Dear Students,
I am your teacher – for a time. We will spend a year, maybe three if I loop with you, together. You may remember my class fondly for many years. You may remember my class as a torture chamber you need to recover from once you escape. You may forget you were ever in my class the minute you leave on the last day of school.
But that is not what I want for you.
It may appear that I want you to be merely obedient, well behaved, and hard working because it will make my life easier. But that is not the case. I cannot speak for all teachers, but if I’d wanted an easy life, I would have chosen a different career path.
So if I don’t want merely want good behavior and hard work, what do I want?
I do indeed want you to understand the importance of following rules. Many, if not most, rules are a contract between members of society that make life run more smoothly. When people break those rules by driving on the wrong side of the road, by stealing, by committing violence – by disrupting class – they are hurting other people. They are hurting the community. And so mindful obedience for the good of all, and for your own good, is necessary. What you do, or don’t do, affects everyone around you. When you blurt out or have incessant side-conversations, you make it harder for me to teach, and harder for you and your classmates to learn. It’s really a question of simple manners. Manners, by the way, will get you a long way in life.
When I think of rule-following, I think of the self discipline required of members of a band. I attended our school’s band and chorus concert last week, and what struck me was how self disciplined the members of both bands and the chorus were. They were quiet when they needed to be; they listened to and watched the conductor; they worked as a team. In a way, they weren’t thinking about rules, I suspect, but of the music they were trying to create.
I don’t want you to just follow rules because you will get in trouble if you don’t. I want you to follow rules because you are learning to be considerate of other people. I want you to go beyond rules, the way those of you in the concert did, to create something great in our class. Following rules isn’t a chore if you know you are creating something great together.

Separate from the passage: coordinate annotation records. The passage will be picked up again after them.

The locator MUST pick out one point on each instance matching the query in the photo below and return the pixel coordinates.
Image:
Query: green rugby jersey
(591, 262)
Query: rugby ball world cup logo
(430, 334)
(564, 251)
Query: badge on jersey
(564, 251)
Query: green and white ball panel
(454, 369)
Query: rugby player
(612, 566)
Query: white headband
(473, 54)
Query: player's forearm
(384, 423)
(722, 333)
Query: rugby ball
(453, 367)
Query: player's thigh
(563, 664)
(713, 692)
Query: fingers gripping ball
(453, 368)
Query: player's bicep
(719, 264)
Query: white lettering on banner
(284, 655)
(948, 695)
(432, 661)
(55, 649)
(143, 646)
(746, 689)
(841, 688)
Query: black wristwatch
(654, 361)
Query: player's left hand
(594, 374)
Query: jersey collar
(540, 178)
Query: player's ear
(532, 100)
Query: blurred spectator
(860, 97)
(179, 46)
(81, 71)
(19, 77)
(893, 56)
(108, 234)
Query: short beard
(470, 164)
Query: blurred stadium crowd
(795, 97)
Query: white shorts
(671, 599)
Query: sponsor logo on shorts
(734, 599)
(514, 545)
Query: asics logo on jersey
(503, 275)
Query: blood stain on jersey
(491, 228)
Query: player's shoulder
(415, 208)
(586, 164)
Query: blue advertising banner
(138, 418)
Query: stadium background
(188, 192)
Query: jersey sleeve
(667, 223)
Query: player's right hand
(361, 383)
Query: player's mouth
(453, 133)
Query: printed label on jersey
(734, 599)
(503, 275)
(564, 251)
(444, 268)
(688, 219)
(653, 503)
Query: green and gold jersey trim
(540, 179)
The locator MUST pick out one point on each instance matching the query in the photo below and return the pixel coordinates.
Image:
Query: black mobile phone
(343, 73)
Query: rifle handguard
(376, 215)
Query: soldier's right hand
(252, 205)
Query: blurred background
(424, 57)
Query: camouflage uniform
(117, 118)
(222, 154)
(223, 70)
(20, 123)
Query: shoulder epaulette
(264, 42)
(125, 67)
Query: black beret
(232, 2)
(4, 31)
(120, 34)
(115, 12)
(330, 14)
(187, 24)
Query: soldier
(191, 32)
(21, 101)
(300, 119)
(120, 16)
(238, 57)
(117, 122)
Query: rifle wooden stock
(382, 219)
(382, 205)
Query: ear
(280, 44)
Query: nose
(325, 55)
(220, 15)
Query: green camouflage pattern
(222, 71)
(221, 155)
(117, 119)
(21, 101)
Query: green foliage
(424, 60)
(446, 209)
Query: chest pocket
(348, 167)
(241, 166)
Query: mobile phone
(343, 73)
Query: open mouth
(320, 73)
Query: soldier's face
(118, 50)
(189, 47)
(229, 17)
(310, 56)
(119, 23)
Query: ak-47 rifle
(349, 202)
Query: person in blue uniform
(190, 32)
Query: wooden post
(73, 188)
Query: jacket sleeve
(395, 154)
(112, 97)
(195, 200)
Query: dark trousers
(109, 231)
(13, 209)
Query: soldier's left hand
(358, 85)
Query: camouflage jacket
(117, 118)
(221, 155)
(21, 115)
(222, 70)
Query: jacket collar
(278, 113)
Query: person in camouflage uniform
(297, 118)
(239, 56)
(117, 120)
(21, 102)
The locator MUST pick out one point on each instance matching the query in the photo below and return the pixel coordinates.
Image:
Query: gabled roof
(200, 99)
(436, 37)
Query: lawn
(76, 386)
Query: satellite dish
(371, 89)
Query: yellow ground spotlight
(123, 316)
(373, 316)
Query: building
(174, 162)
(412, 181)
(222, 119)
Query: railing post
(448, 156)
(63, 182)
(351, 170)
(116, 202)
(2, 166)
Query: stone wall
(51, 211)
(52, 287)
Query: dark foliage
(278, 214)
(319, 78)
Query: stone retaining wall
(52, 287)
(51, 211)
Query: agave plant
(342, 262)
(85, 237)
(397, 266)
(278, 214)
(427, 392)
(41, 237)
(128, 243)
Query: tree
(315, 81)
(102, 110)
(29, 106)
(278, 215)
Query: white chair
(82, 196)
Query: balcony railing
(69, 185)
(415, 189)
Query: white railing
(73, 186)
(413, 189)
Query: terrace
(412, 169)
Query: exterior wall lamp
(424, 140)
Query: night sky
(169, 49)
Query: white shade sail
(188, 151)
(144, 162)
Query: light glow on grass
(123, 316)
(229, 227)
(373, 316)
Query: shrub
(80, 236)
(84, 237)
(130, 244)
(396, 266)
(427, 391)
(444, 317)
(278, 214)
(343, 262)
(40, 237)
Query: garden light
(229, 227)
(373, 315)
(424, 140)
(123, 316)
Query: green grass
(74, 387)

Maybe you don’t personally see anything great going on and couldn’t care less about what we do in class. Well, other people do see the value in what we are doing, and so for them I ask you to try to follow some rules.
But on the other hand…
I also want you to understand the dangers of blind obedience and conformity. Some rules are not for the good of the many, but for the good of the privileged few. Some rules, some ideas, need to be vigorously resisted, as apartheid was, and slavery and segregation and fascism. If rules are not truly for the good of all, then they must be resisted, in word and in deed, and with reason and logic on your side.
But choosing to resist rules is not always right. “I don’t want to follow the rules because I want to do whatever I want,” is not reason or even a reason. It is a temper tantrum.
And to resist getting an education is, if I may say so, the height of ignorance. Education is the first thing tyrants and dictators try to eliminate in order to control people. Education is the surest way to take control of your destiny, get out of poverty, find a calling in life and follow it. In parts of the world where children are denied education, they long for what you get for free everyday. I don’t have time to go into the full story of Malala Yousafzai, the Pakistani girl shot in the head for protesting the fact that girls are not allowed to be educated in the Swat Valley, though I may later. Suffice it to say, she was resisting rules for the right reasons.
And so I want you to understand and think about the need to follow rules, but also the need for dissent from the truly unjust rules. History classes you take are full of examples of this tension. Stories you read in English are full of nuanced and thoughtful explorations of this theme. Pay attention to history and stories to help you decide when to follow and when to resist– how to live your life.
So I want you to follow the rules – sort of. What I want even more is for you to see so much value in what we have to experience and create together that rules become a moot point. I will hold you to rules if I have to– but that isn’t really what I want. I want you to be interested, to be engaged, to be considerate because you understand the importance of what we are doing.